What is Sample Space?
If you want to understand probability in-depth, you will have to start with the concept of sample space. In easy words, sample space is said to be the total number of things on which the experiment has to be done. The definition of sample space can be different in different scenarios as per the requirement of the question or the problem.
Probability can be applied to a variety of problems and scenarios. Now, let us discuss each case and scenario in detail to understand the role of sample space and how it varies from case to case.
The first case involves playing cards. We know for a fact that the total number of playing cards in a deck is fifty-two. So the sample space in the case of playing cards is fifty-two. Some more examples in this case regarding the sample space are- :
If we are asked to find the probability of getting any face card in a deck then it will be twelve upon fifty-two. Now there are twelve face cards in a deck including four kings, queens, and jack. Fifty-two came in the denominator as the sample space or the total number of cards is fifty-two.
More examples regarding sample space
The second example regarding sample space can be considered in the game of pool that includes two types of coloured balls named Stripes and Solids. The stripes are the balls having different colour combinations and the solids are the ones having only a single colour. The total number of balls on the pool table is fifteen out of which, if we exclude the black ball, we have seven striped balls.
Concept of number of balls in a table
So the probability of getting a striped ball is seven upon fifteen. Again, to explain how we reached this expression, seven is the number of striped balls and fifteen is the number of total balls or the sample space. Hence, from the above two examples, it’s clear that the sample space is always in the denominator.
Another very famous example of probability is that of numbers. If we take the sample space to be numbers from one to hundred, then the probability of getting an odd or an even number is exactly half as fifty of the hundred numbers are either odd or even. So independent of the outcome, the probability will come out to be the same. If we want to take out the probability that a number will be divisible by three, then the probability will come out to be thirty-three upon hundred as hundred is the sample space and thirty-three is the number of numbers that are divisible out of hundred.
Understanding Sample Space in depth
After all the above examples of sample spaces in different scenarios, let us now express sample space with the help of sets. The most common example in the case of sample space is that of a coin toss. The set of a sample space is always denoted by E. If a single coin is tossed, then there are only two outcomes H which denotes head and T which denotes tails. So, in the case of a single coin toss, E = {H, T}.
Concept of a two-coin and a three-coin toss
The aforesaid expression states that the sample space of a single coin toss includes a single outcome for each of heads and tails. Now, if we take the example of a two-coin toss, the sample space will turn out to be more complicated than the one coin toss. The total number of outcomes in the case of two coin tosses will be four including HH, TT, HT, and TH.
Hence, the outcomes can be presented in the form, E={ HH, TT, HT, TH}. Now to conclude this set theory, let us take the example of a three-coin toss. Now the number of outcomes, in this case, will be eight, so it can be expressed in the following way also.

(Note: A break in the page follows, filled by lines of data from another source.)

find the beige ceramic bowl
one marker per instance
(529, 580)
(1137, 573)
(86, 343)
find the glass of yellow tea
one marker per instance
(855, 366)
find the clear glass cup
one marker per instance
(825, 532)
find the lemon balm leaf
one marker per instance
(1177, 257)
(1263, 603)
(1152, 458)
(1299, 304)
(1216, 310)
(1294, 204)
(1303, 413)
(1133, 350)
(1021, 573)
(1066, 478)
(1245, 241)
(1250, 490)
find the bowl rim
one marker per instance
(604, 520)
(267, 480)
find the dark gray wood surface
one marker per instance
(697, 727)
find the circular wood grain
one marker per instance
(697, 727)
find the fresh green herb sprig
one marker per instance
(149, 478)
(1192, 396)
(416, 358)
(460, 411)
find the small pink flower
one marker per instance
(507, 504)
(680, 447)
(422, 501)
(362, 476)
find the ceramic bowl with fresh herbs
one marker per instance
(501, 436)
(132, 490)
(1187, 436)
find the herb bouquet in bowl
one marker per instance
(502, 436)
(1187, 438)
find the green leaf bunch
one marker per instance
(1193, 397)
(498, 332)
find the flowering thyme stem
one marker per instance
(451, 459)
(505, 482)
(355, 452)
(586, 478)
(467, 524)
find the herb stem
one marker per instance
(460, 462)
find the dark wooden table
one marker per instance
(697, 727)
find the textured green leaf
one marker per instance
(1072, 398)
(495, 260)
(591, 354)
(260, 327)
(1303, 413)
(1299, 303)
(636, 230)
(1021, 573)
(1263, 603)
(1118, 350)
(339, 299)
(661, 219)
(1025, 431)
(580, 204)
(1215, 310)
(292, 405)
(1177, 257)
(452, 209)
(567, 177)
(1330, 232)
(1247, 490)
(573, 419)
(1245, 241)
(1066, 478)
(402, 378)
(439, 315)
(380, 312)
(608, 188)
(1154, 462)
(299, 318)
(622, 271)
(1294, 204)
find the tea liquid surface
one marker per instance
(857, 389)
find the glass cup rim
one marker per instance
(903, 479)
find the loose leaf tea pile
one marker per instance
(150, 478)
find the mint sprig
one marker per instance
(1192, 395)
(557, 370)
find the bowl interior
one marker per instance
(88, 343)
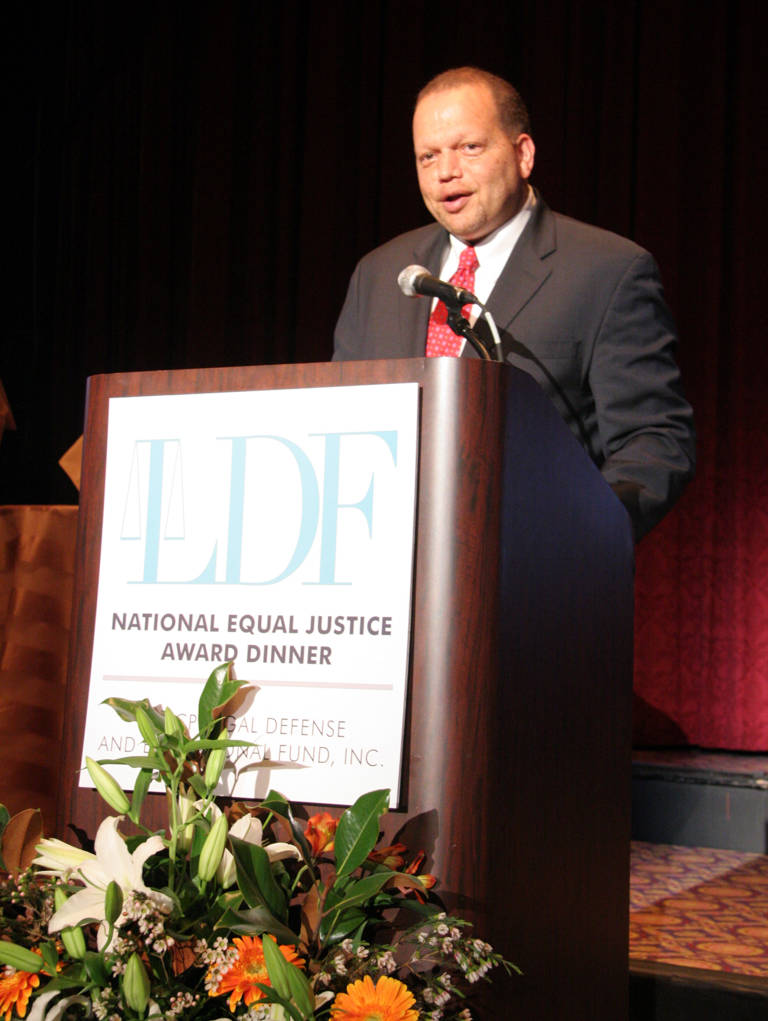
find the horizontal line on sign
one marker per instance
(259, 684)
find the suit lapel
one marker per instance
(526, 269)
(414, 312)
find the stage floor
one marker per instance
(699, 908)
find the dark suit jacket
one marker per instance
(581, 310)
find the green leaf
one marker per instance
(254, 877)
(333, 930)
(301, 992)
(126, 710)
(358, 830)
(136, 762)
(277, 967)
(4, 820)
(218, 691)
(96, 968)
(287, 980)
(280, 806)
(141, 786)
(355, 893)
(19, 958)
(219, 742)
(197, 784)
(50, 956)
(257, 920)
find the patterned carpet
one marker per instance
(699, 908)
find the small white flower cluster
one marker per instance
(219, 958)
(101, 1003)
(149, 919)
(182, 1002)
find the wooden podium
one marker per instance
(517, 760)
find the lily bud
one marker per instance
(212, 849)
(186, 811)
(72, 936)
(136, 984)
(174, 726)
(108, 787)
(213, 767)
(112, 903)
(146, 727)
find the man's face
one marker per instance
(471, 174)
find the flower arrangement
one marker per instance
(241, 913)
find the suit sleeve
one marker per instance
(645, 424)
(348, 328)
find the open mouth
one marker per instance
(454, 203)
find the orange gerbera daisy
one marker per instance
(389, 1000)
(320, 832)
(240, 980)
(15, 990)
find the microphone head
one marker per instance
(407, 279)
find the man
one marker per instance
(579, 308)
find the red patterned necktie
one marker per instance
(441, 341)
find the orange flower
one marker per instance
(240, 980)
(427, 880)
(391, 856)
(15, 990)
(320, 832)
(389, 1000)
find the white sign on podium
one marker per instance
(276, 529)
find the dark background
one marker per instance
(192, 185)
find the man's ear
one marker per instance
(526, 154)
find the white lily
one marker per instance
(249, 829)
(41, 1011)
(58, 858)
(112, 862)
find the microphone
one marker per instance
(415, 280)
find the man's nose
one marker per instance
(448, 165)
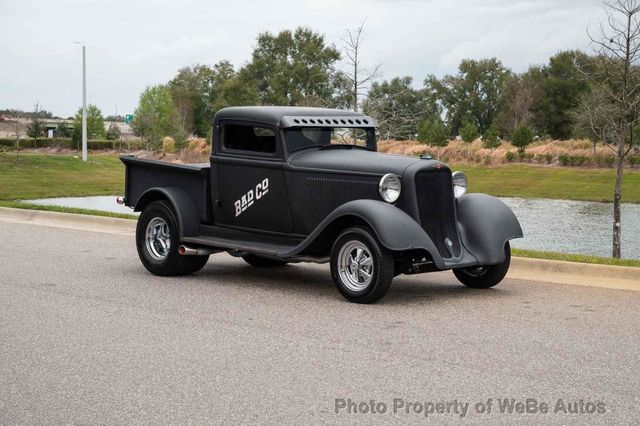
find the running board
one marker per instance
(231, 239)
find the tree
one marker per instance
(358, 78)
(521, 93)
(469, 132)
(398, 107)
(491, 138)
(197, 94)
(113, 132)
(156, 116)
(63, 130)
(95, 124)
(562, 86)
(292, 68)
(36, 127)
(522, 137)
(613, 109)
(473, 95)
(433, 132)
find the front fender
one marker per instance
(394, 228)
(486, 224)
(186, 211)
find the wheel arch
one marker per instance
(486, 224)
(183, 207)
(392, 227)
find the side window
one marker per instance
(249, 138)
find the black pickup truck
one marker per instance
(288, 184)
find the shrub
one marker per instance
(469, 132)
(522, 137)
(433, 132)
(491, 138)
(168, 145)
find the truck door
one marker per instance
(250, 185)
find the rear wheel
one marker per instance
(485, 276)
(361, 268)
(157, 243)
(262, 262)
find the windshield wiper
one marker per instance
(343, 145)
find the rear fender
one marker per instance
(184, 207)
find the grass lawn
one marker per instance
(46, 176)
(526, 181)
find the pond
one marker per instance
(578, 227)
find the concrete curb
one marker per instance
(541, 270)
(575, 273)
(81, 222)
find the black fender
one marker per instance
(184, 207)
(486, 224)
(395, 229)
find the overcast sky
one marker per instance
(132, 44)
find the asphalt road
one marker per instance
(88, 336)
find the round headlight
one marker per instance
(459, 184)
(389, 188)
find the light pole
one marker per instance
(84, 102)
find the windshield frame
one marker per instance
(371, 138)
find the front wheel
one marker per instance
(485, 276)
(157, 242)
(361, 268)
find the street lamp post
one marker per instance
(84, 102)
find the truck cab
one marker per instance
(290, 184)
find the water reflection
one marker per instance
(553, 225)
(579, 227)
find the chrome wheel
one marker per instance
(158, 238)
(355, 265)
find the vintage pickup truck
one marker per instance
(288, 184)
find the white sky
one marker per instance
(133, 43)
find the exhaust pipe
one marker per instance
(190, 251)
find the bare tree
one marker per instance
(613, 107)
(359, 77)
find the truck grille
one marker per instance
(436, 207)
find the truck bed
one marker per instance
(142, 175)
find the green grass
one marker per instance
(575, 257)
(74, 210)
(46, 176)
(564, 183)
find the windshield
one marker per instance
(309, 137)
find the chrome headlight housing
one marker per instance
(459, 184)
(390, 187)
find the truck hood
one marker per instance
(351, 160)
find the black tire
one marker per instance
(347, 279)
(262, 262)
(172, 263)
(485, 276)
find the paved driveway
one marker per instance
(88, 336)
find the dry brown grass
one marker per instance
(565, 152)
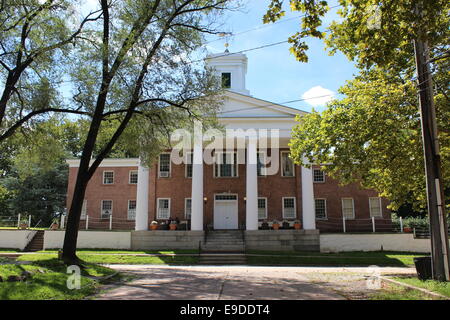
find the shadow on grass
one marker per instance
(354, 259)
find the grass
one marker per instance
(111, 251)
(396, 292)
(431, 285)
(49, 281)
(392, 291)
(118, 259)
(378, 258)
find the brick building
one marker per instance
(240, 189)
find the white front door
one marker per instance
(225, 212)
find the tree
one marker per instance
(35, 39)
(373, 136)
(134, 69)
(379, 38)
(394, 38)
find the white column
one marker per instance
(309, 217)
(197, 181)
(252, 186)
(141, 222)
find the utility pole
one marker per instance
(435, 192)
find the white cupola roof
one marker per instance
(231, 68)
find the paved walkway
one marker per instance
(228, 282)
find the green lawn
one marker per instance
(378, 258)
(49, 281)
(118, 259)
(393, 291)
(112, 251)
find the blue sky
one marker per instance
(273, 73)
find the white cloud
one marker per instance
(318, 96)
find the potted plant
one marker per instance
(173, 225)
(275, 225)
(153, 225)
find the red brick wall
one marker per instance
(120, 192)
(177, 187)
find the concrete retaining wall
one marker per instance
(282, 240)
(339, 242)
(15, 239)
(161, 239)
(90, 240)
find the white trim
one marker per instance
(264, 165)
(234, 201)
(128, 162)
(103, 177)
(353, 207)
(170, 165)
(101, 208)
(157, 208)
(381, 208)
(186, 164)
(128, 210)
(323, 174)
(295, 207)
(281, 167)
(265, 211)
(129, 176)
(185, 208)
(264, 103)
(326, 213)
(235, 165)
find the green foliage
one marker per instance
(373, 134)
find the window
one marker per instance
(226, 164)
(289, 208)
(163, 209)
(262, 208)
(375, 207)
(348, 208)
(261, 168)
(318, 175)
(226, 80)
(84, 210)
(133, 177)
(106, 208)
(189, 160)
(320, 207)
(164, 165)
(108, 177)
(226, 197)
(287, 166)
(131, 209)
(187, 208)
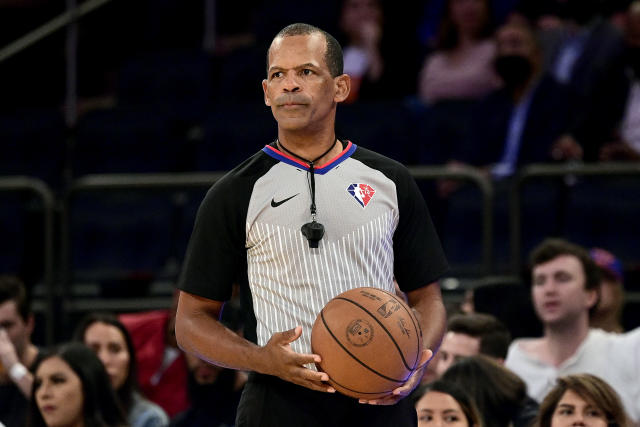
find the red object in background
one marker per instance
(169, 388)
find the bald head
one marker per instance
(333, 51)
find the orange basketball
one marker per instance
(370, 342)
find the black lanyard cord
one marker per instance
(310, 176)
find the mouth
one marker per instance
(551, 305)
(48, 409)
(291, 105)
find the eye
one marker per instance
(58, 379)
(594, 413)
(114, 348)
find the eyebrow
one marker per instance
(306, 65)
(566, 405)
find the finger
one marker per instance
(317, 386)
(310, 375)
(287, 337)
(425, 357)
(303, 359)
(402, 391)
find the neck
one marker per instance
(29, 355)
(563, 340)
(520, 91)
(320, 149)
(609, 322)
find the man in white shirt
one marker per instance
(564, 291)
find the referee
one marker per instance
(306, 218)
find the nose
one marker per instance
(578, 421)
(291, 83)
(103, 355)
(44, 391)
(442, 365)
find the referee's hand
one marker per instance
(285, 363)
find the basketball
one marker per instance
(369, 340)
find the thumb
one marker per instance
(425, 357)
(291, 335)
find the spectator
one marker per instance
(585, 51)
(445, 403)
(501, 396)
(608, 312)
(111, 341)
(214, 393)
(582, 399)
(362, 23)
(626, 141)
(162, 372)
(17, 352)
(564, 291)
(472, 334)
(460, 68)
(72, 388)
(519, 122)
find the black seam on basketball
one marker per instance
(358, 391)
(383, 327)
(416, 326)
(353, 356)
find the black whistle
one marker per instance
(313, 231)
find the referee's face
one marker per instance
(299, 87)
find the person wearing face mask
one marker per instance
(107, 336)
(518, 123)
(625, 144)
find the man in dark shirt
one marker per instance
(17, 353)
(364, 223)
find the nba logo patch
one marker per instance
(362, 193)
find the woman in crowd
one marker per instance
(71, 388)
(111, 341)
(582, 399)
(500, 395)
(461, 67)
(444, 403)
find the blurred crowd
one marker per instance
(581, 368)
(495, 84)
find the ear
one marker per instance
(342, 87)
(30, 324)
(592, 298)
(267, 101)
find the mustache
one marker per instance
(292, 98)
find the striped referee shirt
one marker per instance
(247, 230)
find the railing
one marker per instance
(480, 180)
(111, 183)
(532, 172)
(42, 192)
(149, 182)
(186, 181)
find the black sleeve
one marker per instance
(216, 253)
(418, 255)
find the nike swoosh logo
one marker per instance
(275, 204)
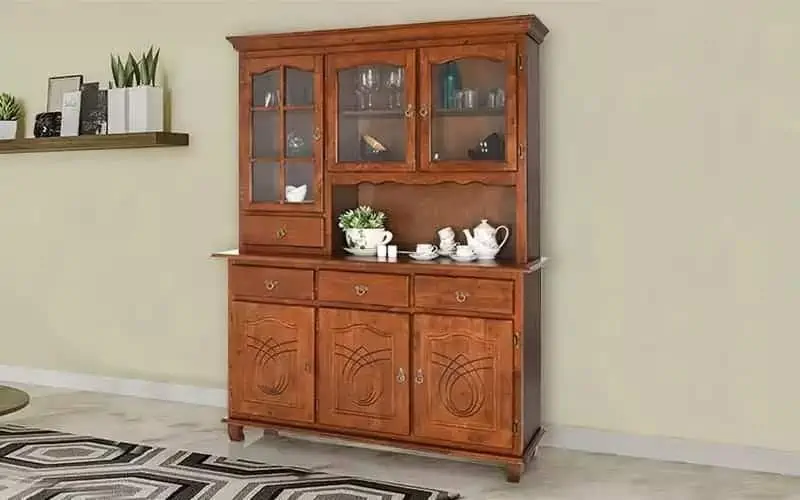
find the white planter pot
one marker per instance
(8, 130)
(367, 238)
(117, 111)
(145, 109)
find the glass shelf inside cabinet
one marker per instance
(468, 116)
(372, 104)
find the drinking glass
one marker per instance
(394, 82)
(368, 82)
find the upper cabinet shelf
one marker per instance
(94, 142)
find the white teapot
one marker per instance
(483, 239)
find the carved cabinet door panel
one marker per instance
(463, 380)
(272, 361)
(363, 364)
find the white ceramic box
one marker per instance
(145, 109)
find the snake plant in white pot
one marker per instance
(10, 114)
(118, 90)
(145, 99)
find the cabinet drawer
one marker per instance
(491, 296)
(363, 288)
(281, 230)
(274, 282)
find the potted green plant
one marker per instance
(145, 98)
(10, 114)
(364, 228)
(122, 74)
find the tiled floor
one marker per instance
(556, 475)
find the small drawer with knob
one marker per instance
(389, 290)
(282, 231)
(271, 282)
(462, 294)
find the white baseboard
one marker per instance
(572, 438)
(120, 386)
(673, 449)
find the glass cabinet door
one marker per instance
(468, 108)
(282, 156)
(371, 113)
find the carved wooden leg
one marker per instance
(514, 472)
(236, 432)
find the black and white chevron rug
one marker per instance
(38, 464)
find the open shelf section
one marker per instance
(423, 178)
(94, 142)
(402, 264)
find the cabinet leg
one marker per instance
(514, 472)
(236, 432)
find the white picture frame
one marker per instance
(57, 86)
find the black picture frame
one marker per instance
(57, 86)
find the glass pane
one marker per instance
(371, 120)
(300, 182)
(266, 182)
(468, 116)
(265, 88)
(299, 87)
(266, 134)
(299, 134)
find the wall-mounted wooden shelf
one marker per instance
(89, 142)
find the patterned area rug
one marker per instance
(37, 464)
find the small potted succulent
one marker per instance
(135, 103)
(118, 90)
(10, 114)
(364, 228)
(145, 98)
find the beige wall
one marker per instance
(671, 132)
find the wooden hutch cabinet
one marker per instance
(436, 124)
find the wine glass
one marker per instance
(368, 82)
(394, 82)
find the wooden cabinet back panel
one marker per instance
(282, 230)
(363, 288)
(271, 282)
(489, 296)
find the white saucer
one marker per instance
(461, 258)
(362, 252)
(427, 256)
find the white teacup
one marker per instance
(446, 233)
(447, 246)
(426, 249)
(296, 194)
(464, 251)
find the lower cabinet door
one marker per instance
(272, 362)
(463, 380)
(363, 364)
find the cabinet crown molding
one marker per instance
(529, 25)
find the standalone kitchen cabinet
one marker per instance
(437, 124)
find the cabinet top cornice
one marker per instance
(512, 25)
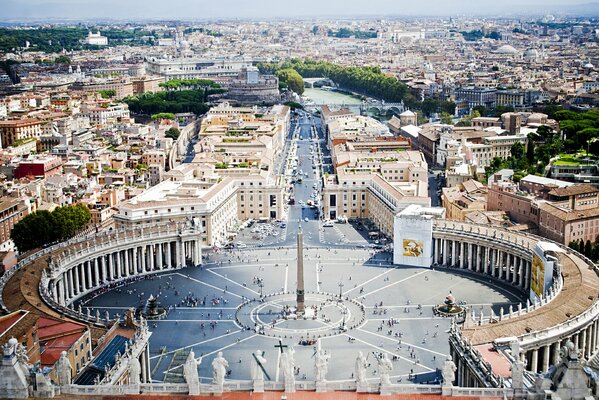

E={HHH,TTT,HHT,HTT,HTH,TTH,THT,THH}.
A very easy way to figure out the sample space is to simply put the number of coins on the power to two. Like, in the case of three coin toss, if we see that two to the power three comes out to be eight which was exactly the number of outcomes in sample space, and in the case of a two-coin toss, two to the power two which comes out to be four, was also the number of outcomes of in the sample space.
Concept of Multiple Sample Spaces
If we are to understand multiple sample spaces, then we will have to consider events that have the possibility of multiple sample spaces like the card games wherein we can have one set of normal cards and one set of face cards. If we want to have an outcome of the face cards like to figure out the probability of the face cards in a deck, then we can refer to the latter set and if we want to have a problem with the earlier set then we can go for the first set.
Conclusion
Sample space is one of the most important concepts when we get into probability and try to study it in depth. Without sample space, the probability will not have any sense as we will not have any sample data.